Korean stir-fried octopus dish

Nakji-bokkeum or stir-fried octopus is a popular dish in Korea that is relatively recent, with origins dating back only two centuries and first being introduced in the early 1960s.

==History==
While nakji bokkeum is a more modern dish only originating in the 1960s, it is a fairly simple and unassuming dish that feels like it is timeless and far older. The roots of its origins date back to the 19th century wherein octopus was mostly consumed either raw, dried, or pan-fried. Dishes such as nakjisukhoe (leached octopus) and nakjibaeksuk (boiled octopus) were served during the early 20th century. During this time, octopus began to be consumed more frequently due to traditionally perceived health benefits, some of which have been confirmed with modern nutritional science due to octopus being a lower calorie protein and micronutrient source. Other dishes with octopus were also developed from this trend such as yeonpotang (pellucid octopus soup) and nakji-bibimbap (mixed rice with octopus and vegetables).

There are several competing claims to be the creator of the dish which is sometimes referred to as "Mugyo-dong nakji bokkeum" after the neighborhood in which it was developed in the early 1960s. Soon, restaurants in the surrounding area adopted the dish, and it had spread throughout most of Korea by the end of the 1970s.

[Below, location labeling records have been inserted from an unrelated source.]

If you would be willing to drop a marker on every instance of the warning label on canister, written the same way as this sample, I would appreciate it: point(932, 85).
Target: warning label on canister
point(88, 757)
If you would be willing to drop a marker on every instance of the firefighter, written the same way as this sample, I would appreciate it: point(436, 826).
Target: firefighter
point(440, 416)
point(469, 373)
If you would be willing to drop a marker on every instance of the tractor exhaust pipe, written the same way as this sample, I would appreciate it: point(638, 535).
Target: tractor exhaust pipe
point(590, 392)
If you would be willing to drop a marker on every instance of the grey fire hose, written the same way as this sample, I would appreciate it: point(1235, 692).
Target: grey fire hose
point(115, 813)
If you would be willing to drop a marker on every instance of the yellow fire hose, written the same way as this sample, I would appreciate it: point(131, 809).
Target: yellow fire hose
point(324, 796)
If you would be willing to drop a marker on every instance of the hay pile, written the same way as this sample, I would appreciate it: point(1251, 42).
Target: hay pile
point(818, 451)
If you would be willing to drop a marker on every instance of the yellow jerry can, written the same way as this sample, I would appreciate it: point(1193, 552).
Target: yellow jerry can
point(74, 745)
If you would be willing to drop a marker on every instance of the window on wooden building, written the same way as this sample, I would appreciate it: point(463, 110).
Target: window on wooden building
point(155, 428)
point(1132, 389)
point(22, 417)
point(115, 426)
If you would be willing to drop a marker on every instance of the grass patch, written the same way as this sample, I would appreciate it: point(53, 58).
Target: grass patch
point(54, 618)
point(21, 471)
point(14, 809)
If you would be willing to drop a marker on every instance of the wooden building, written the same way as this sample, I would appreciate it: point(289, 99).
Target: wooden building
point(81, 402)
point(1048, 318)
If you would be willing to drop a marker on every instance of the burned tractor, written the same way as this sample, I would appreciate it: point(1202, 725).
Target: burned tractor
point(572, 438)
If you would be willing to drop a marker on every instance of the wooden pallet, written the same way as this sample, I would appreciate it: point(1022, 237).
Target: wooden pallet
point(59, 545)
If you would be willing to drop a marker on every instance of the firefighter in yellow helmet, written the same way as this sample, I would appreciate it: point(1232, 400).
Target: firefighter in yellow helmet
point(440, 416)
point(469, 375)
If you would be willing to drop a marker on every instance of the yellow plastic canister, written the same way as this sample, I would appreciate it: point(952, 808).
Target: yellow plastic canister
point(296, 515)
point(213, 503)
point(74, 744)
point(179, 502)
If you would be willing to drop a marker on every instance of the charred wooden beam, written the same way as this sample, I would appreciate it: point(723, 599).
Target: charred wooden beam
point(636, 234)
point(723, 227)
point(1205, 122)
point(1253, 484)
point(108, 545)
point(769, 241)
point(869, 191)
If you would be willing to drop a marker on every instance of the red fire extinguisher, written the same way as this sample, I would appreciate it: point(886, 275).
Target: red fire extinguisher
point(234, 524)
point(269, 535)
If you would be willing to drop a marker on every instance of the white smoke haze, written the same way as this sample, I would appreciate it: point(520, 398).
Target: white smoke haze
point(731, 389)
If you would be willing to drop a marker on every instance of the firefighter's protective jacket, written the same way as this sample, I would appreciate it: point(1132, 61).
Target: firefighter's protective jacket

In Korea, nakji bokkeum is served very spicy. Shellfish soup and other more cooling or mild side dishes are typically served with it to reduce the sensation of hotness.

==Preparation==
Nakji bokkeum is made with chopped octopus and vegetables such as onions, green onions, cabbage, and carrots. The octopus and vegetables are mixed with a marinade made with gochujang (red pepper paste), gochugaru chili flakes, soy sauce, garlic, salt, rice vinegar, and sugar. After marinating for anywhere from 3 hours to overnight, the marinated octopus and vegetables are then stir fried together. Nakji bokkeum, and other Korean dishes featuring octopus, are traditionally believed to be good for stamina, strength, and mental acumen. Nakji bokkeum is commonly served atop a bed of steamed rice and/or bean sprouts and topped with sesame seeds. Jogaetang (clam stew) or some other more mild and rich soup is almost always served alongside nakji bokkeum. Other side dishes like mildly pickled daikon or cucumber are commonly served as well.